Ellipses in Long File Names – Don’t you hate it when you’ve got several disk images with very similar names, like Operating System Install Disk 1.dsk, Operating System Install Disk 2.dsk, and Operating System Install Disk 3.dsk? On the Floppy Emu’s built-in display, while browsing the contents of your SD card, the end of those long filenames were all cut off. You couldn’t tell which one was which when selecting a disk image from the menu. With today’s firmware update, the middle of those long filenames will now be replaced with an ellipsis, retaining the beginning and end of the name. Several people have been asking me for this feature for at least a year, so here you go.

Obvious Errors for Unsupported Disk Image Types – The Floppy Emu is always running in a specific emulation mode, like Apple II 5.25 Inch mode or Macintosh HD20 Hard Disk mode. When you’re browsing the contents of your SD card, the Emu knows which disk images are supported by the current mode, and which aren’t. The old behavior was to only display supported disk images and hide the others, but this seems to have confused everybody and left them wondering why their files disappeared. The new behavior is to list (mostly) all the files on the SD card, then show an error if the user selects something that isn’t a disk image supported by the current mode. In this case, you’ll see “disk image type is not supported in the current emu mode”.

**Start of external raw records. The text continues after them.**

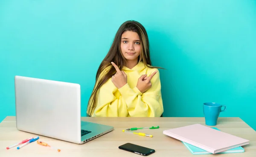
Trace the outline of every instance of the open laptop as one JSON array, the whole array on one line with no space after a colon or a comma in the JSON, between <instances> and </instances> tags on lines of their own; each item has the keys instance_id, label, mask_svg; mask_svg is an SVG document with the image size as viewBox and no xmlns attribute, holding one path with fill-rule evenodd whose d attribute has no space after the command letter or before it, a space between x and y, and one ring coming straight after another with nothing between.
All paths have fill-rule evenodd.
<instances>
[{"instance_id":1,"label":"open laptop","mask_svg":"<svg viewBox=\"0 0 256 157\"><path fill-rule=\"evenodd\" d=\"M79 84L15 76L15 85L18 130L81 144L113 129L81 121Z\"/></svg>"}]
</instances>

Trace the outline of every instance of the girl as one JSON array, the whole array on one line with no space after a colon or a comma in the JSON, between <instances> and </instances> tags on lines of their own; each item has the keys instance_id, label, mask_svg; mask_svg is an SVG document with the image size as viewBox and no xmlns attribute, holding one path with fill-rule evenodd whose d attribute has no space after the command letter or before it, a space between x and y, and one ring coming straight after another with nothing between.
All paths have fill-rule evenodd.
<instances>
[{"instance_id":1,"label":"girl","mask_svg":"<svg viewBox=\"0 0 256 157\"><path fill-rule=\"evenodd\" d=\"M163 107L157 68L151 66L144 27L125 22L97 72L88 115L160 117Z\"/></svg>"}]
</instances>

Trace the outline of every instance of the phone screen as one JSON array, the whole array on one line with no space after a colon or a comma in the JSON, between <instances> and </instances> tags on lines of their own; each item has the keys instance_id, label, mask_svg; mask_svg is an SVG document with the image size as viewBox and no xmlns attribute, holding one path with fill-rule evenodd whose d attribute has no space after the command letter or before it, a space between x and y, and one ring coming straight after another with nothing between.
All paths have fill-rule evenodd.
<instances>
[{"instance_id":1,"label":"phone screen","mask_svg":"<svg viewBox=\"0 0 256 157\"><path fill-rule=\"evenodd\" d=\"M119 149L144 156L148 155L155 152L154 149L130 143L125 143L119 146Z\"/></svg>"}]
</instances>

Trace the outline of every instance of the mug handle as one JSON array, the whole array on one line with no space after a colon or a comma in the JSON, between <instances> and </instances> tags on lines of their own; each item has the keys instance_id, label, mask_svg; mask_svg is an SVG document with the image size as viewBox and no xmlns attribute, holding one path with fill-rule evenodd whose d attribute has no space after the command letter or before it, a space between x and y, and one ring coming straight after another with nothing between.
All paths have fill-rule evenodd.
<instances>
[{"instance_id":1,"label":"mug handle","mask_svg":"<svg viewBox=\"0 0 256 157\"><path fill-rule=\"evenodd\" d=\"M221 112L224 112L224 111L226 111L226 110L227 110L227 107L226 107L226 105L221 105L221 109L222 107L224 107L224 109L221 109Z\"/></svg>"}]
</instances>

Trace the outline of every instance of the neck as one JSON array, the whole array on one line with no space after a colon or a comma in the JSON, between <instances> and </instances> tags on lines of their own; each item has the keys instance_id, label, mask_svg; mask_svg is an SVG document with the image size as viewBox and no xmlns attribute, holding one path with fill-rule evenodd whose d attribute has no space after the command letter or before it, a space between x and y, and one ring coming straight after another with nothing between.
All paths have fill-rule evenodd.
<instances>
[{"instance_id":1,"label":"neck","mask_svg":"<svg viewBox=\"0 0 256 157\"><path fill-rule=\"evenodd\" d=\"M135 59L132 61L127 60L126 62L126 65L125 65L125 67L127 67L130 69L132 69L134 67L137 65L137 64L138 64L137 59Z\"/></svg>"}]
</instances>

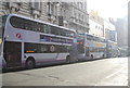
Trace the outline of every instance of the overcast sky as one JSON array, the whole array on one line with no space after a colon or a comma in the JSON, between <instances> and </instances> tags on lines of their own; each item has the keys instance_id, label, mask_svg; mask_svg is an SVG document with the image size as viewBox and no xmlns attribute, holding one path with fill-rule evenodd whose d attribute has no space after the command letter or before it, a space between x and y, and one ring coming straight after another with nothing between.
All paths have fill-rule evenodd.
<instances>
[{"instance_id":1,"label":"overcast sky","mask_svg":"<svg viewBox=\"0 0 130 88\"><path fill-rule=\"evenodd\" d=\"M104 18L123 17L128 12L128 2L130 0L87 0L88 12L94 10Z\"/></svg>"}]
</instances>

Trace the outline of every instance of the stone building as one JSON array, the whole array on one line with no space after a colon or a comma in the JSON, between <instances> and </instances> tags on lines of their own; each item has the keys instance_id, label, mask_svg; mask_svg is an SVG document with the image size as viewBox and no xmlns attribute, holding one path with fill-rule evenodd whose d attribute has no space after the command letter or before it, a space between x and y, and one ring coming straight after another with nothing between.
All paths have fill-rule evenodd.
<instances>
[{"instance_id":1,"label":"stone building","mask_svg":"<svg viewBox=\"0 0 130 88\"><path fill-rule=\"evenodd\" d=\"M90 30L89 34L105 38L104 34L104 20L99 16L98 12L91 11L89 13L89 24L90 24Z\"/></svg>"},{"instance_id":2,"label":"stone building","mask_svg":"<svg viewBox=\"0 0 130 88\"><path fill-rule=\"evenodd\" d=\"M18 14L76 29L89 30L87 2L0 2L0 15Z\"/></svg>"}]
</instances>

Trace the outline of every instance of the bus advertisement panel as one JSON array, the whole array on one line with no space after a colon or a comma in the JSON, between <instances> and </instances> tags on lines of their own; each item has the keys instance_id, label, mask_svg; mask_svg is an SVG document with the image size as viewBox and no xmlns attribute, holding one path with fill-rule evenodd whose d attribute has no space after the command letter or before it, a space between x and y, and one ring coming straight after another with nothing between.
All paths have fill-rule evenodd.
<instances>
[{"instance_id":1,"label":"bus advertisement panel","mask_svg":"<svg viewBox=\"0 0 130 88\"><path fill-rule=\"evenodd\" d=\"M73 29L10 14L3 37L3 67L32 68L73 61L72 45L76 42L76 32Z\"/></svg>"}]
</instances>

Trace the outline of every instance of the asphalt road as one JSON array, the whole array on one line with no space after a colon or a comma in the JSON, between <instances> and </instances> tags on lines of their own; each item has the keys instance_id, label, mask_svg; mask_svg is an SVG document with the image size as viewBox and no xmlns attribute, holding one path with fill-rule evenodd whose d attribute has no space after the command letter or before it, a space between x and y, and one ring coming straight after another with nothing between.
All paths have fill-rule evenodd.
<instances>
[{"instance_id":1,"label":"asphalt road","mask_svg":"<svg viewBox=\"0 0 130 88\"><path fill-rule=\"evenodd\" d=\"M128 86L128 59L114 58L2 74L3 86Z\"/></svg>"}]
</instances>

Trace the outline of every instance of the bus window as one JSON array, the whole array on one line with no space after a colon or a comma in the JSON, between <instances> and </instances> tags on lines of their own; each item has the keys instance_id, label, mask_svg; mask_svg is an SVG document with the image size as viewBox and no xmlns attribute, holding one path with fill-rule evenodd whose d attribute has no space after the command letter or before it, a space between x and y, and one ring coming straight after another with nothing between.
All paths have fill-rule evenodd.
<instances>
[{"instance_id":1,"label":"bus window","mask_svg":"<svg viewBox=\"0 0 130 88\"><path fill-rule=\"evenodd\" d=\"M55 26L51 26L51 34L53 34L53 35L58 35L58 28L57 27L55 27Z\"/></svg>"},{"instance_id":2,"label":"bus window","mask_svg":"<svg viewBox=\"0 0 130 88\"><path fill-rule=\"evenodd\" d=\"M46 34L49 34L50 33L50 26L44 24L43 25L43 30L44 30Z\"/></svg>"}]
</instances>

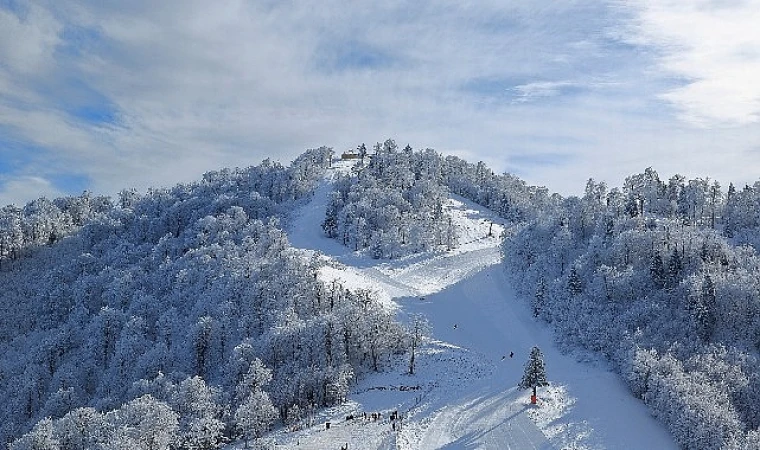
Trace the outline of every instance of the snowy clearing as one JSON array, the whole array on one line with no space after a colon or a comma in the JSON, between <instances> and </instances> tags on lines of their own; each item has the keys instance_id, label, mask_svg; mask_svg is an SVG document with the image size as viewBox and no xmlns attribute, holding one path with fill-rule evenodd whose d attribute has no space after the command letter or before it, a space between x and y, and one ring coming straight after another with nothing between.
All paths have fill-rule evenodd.
<instances>
[{"instance_id":1,"label":"snowy clearing","mask_svg":"<svg viewBox=\"0 0 760 450\"><path fill-rule=\"evenodd\" d=\"M550 330L515 297L500 264L503 226L494 214L452 199L457 249L373 260L323 235L329 192L326 181L297 212L292 245L329 259L324 279L376 290L401 320L423 314L432 339L420 349L414 375L399 357L393 368L363 379L344 405L321 411L312 426L271 433L276 448L677 448L603 362L560 352ZM534 345L544 353L550 382L539 389L537 406L529 404L529 391L516 387ZM396 411L402 420L390 421ZM372 413L380 417L372 420Z\"/></svg>"}]
</instances>

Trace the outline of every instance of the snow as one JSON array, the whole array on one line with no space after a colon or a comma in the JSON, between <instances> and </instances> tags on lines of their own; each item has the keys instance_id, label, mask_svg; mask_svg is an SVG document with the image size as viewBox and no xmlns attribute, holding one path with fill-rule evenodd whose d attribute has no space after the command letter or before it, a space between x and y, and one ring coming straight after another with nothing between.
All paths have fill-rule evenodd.
<instances>
[{"instance_id":1,"label":"snow","mask_svg":"<svg viewBox=\"0 0 760 450\"><path fill-rule=\"evenodd\" d=\"M349 169L343 163L334 170ZM406 374L407 357L399 357L385 372L364 378L345 404L320 411L311 426L272 432L276 448L677 448L604 362L579 362L560 351L551 330L515 296L500 263L504 225L498 217L452 198L448 209L461 233L457 249L373 260L323 235L329 181L294 217L291 244L328 261L323 279L377 291L401 320L423 314L432 338L420 349L414 375ZM516 387L534 345L544 353L550 383L539 388L538 405ZM389 420L393 411L401 422ZM365 420L365 412L381 418ZM349 415L357 418L347 420Z\"/></svg>"}]
</instances>

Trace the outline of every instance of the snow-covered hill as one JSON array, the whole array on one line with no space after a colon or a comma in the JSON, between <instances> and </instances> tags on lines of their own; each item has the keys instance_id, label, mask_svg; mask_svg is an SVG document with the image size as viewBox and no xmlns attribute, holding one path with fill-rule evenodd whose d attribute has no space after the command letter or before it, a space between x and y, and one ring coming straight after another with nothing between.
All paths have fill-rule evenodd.
<instances>
[{"instance_id":1,"label":"snow-covered hill","mask_svg":"<svg viewBox=\"0 0 760 450\"><path fill-rule=\"evenodd\" d=\"M563 354L516 298L499 264L498 217L453 198L448 208L460 229L456 250L373 260L324 237L329 191L326 180L296 213L291 243L330 260L322 277L378 291L402 320L424 315L432 338L414 375L400 358L394 369L365 378L344 405L300 430L273 433L277 448L676 448L604 363ZM538 406L516 387L534 345L544 352L551 383L539 390ZM395 411L400 422L389 420ZM380 418L372 420L373 413Z\"/></svg>"}]
</instances>

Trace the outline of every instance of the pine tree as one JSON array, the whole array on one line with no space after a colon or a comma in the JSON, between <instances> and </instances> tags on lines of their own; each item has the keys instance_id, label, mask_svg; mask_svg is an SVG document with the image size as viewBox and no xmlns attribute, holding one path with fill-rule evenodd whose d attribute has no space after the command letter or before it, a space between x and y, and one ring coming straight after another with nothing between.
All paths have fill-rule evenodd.
<instances>
[{"instance_id":1,"label":"pine tree","mask_svg":"<svg viewBox=\"0 0 760 450\"><path fill-rule=\"evenodd\" d=\"M665 265L662 262L660 252L652 253L652 260L649 263L649 274L652 276L655 286L658 288L665 286Z\"/></svg>"},{"instance_id":2,"label":"pine tree","mask_svg":"<svg viewBox=\"0 0 760 450\"><path fill-rule=\"evenodd\" d=\"M581 281L578 271L573 267L570 269L570 275L567 277L567 290L570 295L576 296L583 292L583 281Z\"/></svg>"},{"instance_id":3,"label":"pine tree","mask_svg":"<svg viewBox=\"0 0 760 450\"><path fill-rule=\"evenodd\" d=\"M681 281L682 270L683 261L681 260L681 253L678 252L678 248L674 248L668 260L668 271L666 273L666 284L669 288L676 287Z\"/></svg>"},{"instance_id":4,"label":"pine tree","mask_svg":"<svg viewBox=\"0 0 760 450\"><path fill-rule=\"evenodd\" d=\"M697 334L702 341L707 341L715 328L715 284L710 275L705 274L701 295L697 297L693 309Z\"/></svg>"},{"instance_id":5,"label":"pine tree","mask_svg":"<svg viewBox=\"0 0 760 450\"><path fill-rule=\"evenodd\" d=\"M533 398L536 397L536 388L538 386L548 386L549 382L546 381L546 368L544 366L544 355L541 353L541 349L533 347L528 357L528 362L525 363L525 373L523 374L520 384L517 386L520 389L533 389Z\"/></svg>"}]
</instances>

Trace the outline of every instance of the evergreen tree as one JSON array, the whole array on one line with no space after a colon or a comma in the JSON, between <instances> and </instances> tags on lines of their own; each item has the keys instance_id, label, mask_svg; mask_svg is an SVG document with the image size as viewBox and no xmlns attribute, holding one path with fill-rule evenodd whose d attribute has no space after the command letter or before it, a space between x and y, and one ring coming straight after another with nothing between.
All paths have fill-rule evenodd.
<instances>
[{"instance_id":1,"label":"evergreen tree","mask_svg":"<svg viewBox=\"0 0 760 450\"><path fill-rule=\"evenodd\" d=\"M702 290L693 306L697 334L702 341L708 341L715 328L715 284L710 275L705 274Z\"/></svg>"},{"instance_id":2,"label":"evergreen tree","mask_svg":"<svg viewBox=\"0 0 760 450\"><path fill-rule=\"evenodd\" d=\"M668 288L674 288L681 281L681 271L683 270L683 261L678 248L673 249L673 253L668 260L668 271L666 274L666 284Z\"/></svg>"},{"instance_id":3,"label":"evergreen tree","mask_svg":"<svg viewBox=\"0 0 760 450\"><path fill-rule=\"evenodd\" d=\"M649 263L649 274L652 276L652 282L657 288L665 286L665 265L662 262L660 252L652 253L652 259Z\"/></svg>"},{"instance_id":4,"label":"evergreen tree","mask_svg":"<svg viewBox=\"0 0 760 450\"><path fill-rule=\"evenodd\" d=\"M570 295L576 296L583 292L583 281L575 267L570 269L570 275L567 277L567 291Z\"/></svg>"},{"instance_id":5,"label":"evergreen tree","mask_svg":"<svg viewBox=\"0 0 760 450\"><path fill-rule=\"evenodd\" d=\"M528 362L525 363L525 372L520 380L520 384L517 386L520 389L533 389L533 397L536 397L536 388L539 386L548 386L549 382L546 381L546 368L544 366L544 355L541 353L541 349L533 347L528 357Z\"/></svg>"}]
</instances>

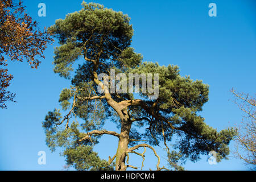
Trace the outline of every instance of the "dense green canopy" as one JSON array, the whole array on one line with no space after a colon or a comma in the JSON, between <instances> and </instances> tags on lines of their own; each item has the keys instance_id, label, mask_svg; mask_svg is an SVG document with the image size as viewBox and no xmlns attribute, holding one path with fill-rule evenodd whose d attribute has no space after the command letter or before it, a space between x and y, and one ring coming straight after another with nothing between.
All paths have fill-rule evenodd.
<instances>
[{"instance_id":1,"label":"dense green canopy","mask_svg":"<svg viewBox=\"0 0 256 182\"><path fill-rule=\"evenodd\" d=\"M143 63L142 55L130 47L133 30L127 15L98 4L82 5L81 10L56 20L49 28L60 44L55 49L54 71L72 78L72 86L64 89L59 98L68 114L62 117L55 109L43 122L48 146L53 151L56 146L63 147L67 164L79 170L125 170L133 167L125 160L129 153L147 147L156 154L152 146L158 144L166 146L175 169L182 169L177 164L179 160L195 162L210 151L217 152L217 162L226 158L236 131L217 132L198 114L208 100L209 86L181 77L177 66ZM82 63L72 76L75 61ZM110 69L127 77L129 73L159 74L158 97L152 100L148 92L99 92L102 82L98 76L110 75ZM103 129L109 121L117 123L120 133ZM139 132L140 128L143 130ZM105 134L119 138L117 154L108 162L93 151ZM115 166L111 164L115 158ZM163 168L158 163L156 169Z\"/></svg>"}]
</instances>

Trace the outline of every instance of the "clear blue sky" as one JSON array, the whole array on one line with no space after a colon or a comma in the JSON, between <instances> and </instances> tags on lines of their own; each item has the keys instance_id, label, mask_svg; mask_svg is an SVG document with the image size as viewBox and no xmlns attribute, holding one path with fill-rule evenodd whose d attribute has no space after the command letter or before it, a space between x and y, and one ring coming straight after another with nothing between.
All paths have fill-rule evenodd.
<instances>
[{"instance_id":1,"label":"clear blue sky","mask_svg":"<svg viewBox=\"0 0 256 182\"><path fill-rule=\"evenodd\" d=\"M49 27L56 19L80 10L82 1L24 0L27 10L40 26ZM210 85L209 101L200 114L218 131L239 125L243 113L229 99L233 87L254 94L256 89L256 3L255 1L94 1L121 11L131 18L134 29L132 46L144 61L160 65L177 65L183 76L202 80ZM46 5L46 17L38 16L38 5ZM217 5L217 16L208 15L208 5ZM0 169L61 170L64 159L59 151L51 153L46 145L42 122L54 108L60 108L59 96L70 81L53 72L53 49L46 50L46 59L37 70L24 63L9 63L14 78L9 90L16 93L17 103L9 102L0 110ZM115 129L112 123L106 129ZM117 130L115 130L117 131ZM95 150L102 159L115 152L117 140L103 139ZM233 143L230 144L231 149ZM166 163L163 148L156 148ZM38 164L38 152L45 151L46 164ZM156 159L147 150L144 167L155 169ZM129 164L140 167L142 159L130 156ZM184 165L188 170L246 170L238 159L231 158L210 165L207 156Z\"/></svg>"}]
</instances>

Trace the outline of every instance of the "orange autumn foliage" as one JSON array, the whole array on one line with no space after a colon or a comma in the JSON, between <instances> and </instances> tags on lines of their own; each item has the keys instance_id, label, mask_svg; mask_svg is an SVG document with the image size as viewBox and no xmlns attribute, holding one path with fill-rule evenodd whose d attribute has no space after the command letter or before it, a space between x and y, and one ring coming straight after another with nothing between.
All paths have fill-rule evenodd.
<instances>
[{"instance_id":1,"label":"orange autumn foliage","mask_svg":"<svg viewBox=\"0 0 256 182\"><path fill-rule=\"evenodd\" d=\"M26 60L31 68L37 68L47 44L53 41L50 32L38 30L24 7L21 0L0 0L0 108L6 108L5 102L15 97L6 90L13 78L8 73L7 60Z\"/></svg>"}]
</instances>

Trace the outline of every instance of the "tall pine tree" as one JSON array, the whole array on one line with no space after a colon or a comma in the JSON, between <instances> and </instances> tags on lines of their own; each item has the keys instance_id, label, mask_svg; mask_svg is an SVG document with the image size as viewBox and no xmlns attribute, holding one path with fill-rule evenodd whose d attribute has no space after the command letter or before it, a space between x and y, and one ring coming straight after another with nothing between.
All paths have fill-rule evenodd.
<instances>
[{"instance_id":1,"label":"tall pine tree","mask_svg":"<svg viewBox=\"0 0 256 182\"><path fill-rule=\"evenodd\" d=\"M98 4L84 2L82 5L82 10L56 20L50 27L60 44L55 49L54 71L71 78L72 85L63 90L59 99L68 113L61 117L60 110L55 109L43 122L51 150L63 148L67 164L79 170L137 168L128 164L129 154L144 159L146 148L153 151L158 159L156 169L160 170L164 168L159 166L160 158L154 148L160 144L165 145L175 169L182 169L178 160L196 161L210 151L217 152L217 162L226 158L236 131L228 129L218 133L197 115L208 100L209 86L180 76L177 66L142 63L142 55L130 47L133 30L127 15ZM82 63L72 76L72 65L80 61ZM111 69L127 77L129 73L159 74L158 97L153 99L148 92L109 92L99 75L110 75ZM119 133L103 129L109 121L116 123ZM93 150L104 135L117 137L119 141L116 154L109 161L101 159ZM136 152L141 147L144 152Z\"/></svg>"}]
</instances>

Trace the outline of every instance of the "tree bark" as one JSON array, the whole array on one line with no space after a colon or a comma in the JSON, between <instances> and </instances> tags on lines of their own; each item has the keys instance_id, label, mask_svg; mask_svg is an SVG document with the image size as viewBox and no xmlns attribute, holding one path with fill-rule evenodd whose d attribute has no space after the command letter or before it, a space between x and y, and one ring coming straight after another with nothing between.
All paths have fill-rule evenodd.
<instances>
[{"instance_id":1,"label":"tree bark","mask_svg":"<svg viewBox=\"0 0 256 182\"><path fill-rule=\"evenodd\" d=\"M118 147L117 150L115 158L115 171L125 171L127 166L125 164L126 152L128 150L129 143L129 134L131 123L130 118L127 114L121 119L121 131L119 134Z\"/></svg>"}]
</instances>

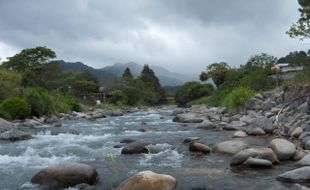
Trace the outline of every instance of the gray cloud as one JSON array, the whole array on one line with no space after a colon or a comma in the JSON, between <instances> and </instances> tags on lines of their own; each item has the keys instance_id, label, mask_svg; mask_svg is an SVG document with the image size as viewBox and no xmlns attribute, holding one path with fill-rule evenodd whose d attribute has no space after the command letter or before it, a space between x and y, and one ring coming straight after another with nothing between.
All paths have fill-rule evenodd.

Emulation Mode Highlight – Speaking of emulation modes, many people didn’t seem to realize that they exist, resulting in confusion when using the wrong mode or not knowing how to change modes. I can ask them to RTFM, but it would be nice if the UI made it more obvious. I’ve changed the Emu’s startup screen to display the current emulation mode right at the top, in inverse text, so hopefully it will now be impossible to overlook. I also fixed a subtle problem that affected people who switched from the Apple II firmware to the Mac/Lisa firmware: the Emu was defaulting to Lisa 3.5 Floppy mode after the firmware update. Quite a few people didn’t notice, and then couldn’t understand why floppy emulation didn’t work with their Macintosh. I’ve changed the behavior so it will now default to Macintosh 3.5 Floppy mode after the firmware update.

 
Get the new firmware here:

Macintosh and Lisa, for all Floppy Emu models: hd20-0.7G-F14.5
Apple II firmware, for Floppy Emu Model B: apple-ii-0.1R-F8
Apple II firmware, for Floppy Emu Model A: apple-ii-0.1R-F6

With any firmware update, there’s always a chance that I’ll accidentally break something, so please give me your feedback on whether these new versions work for you.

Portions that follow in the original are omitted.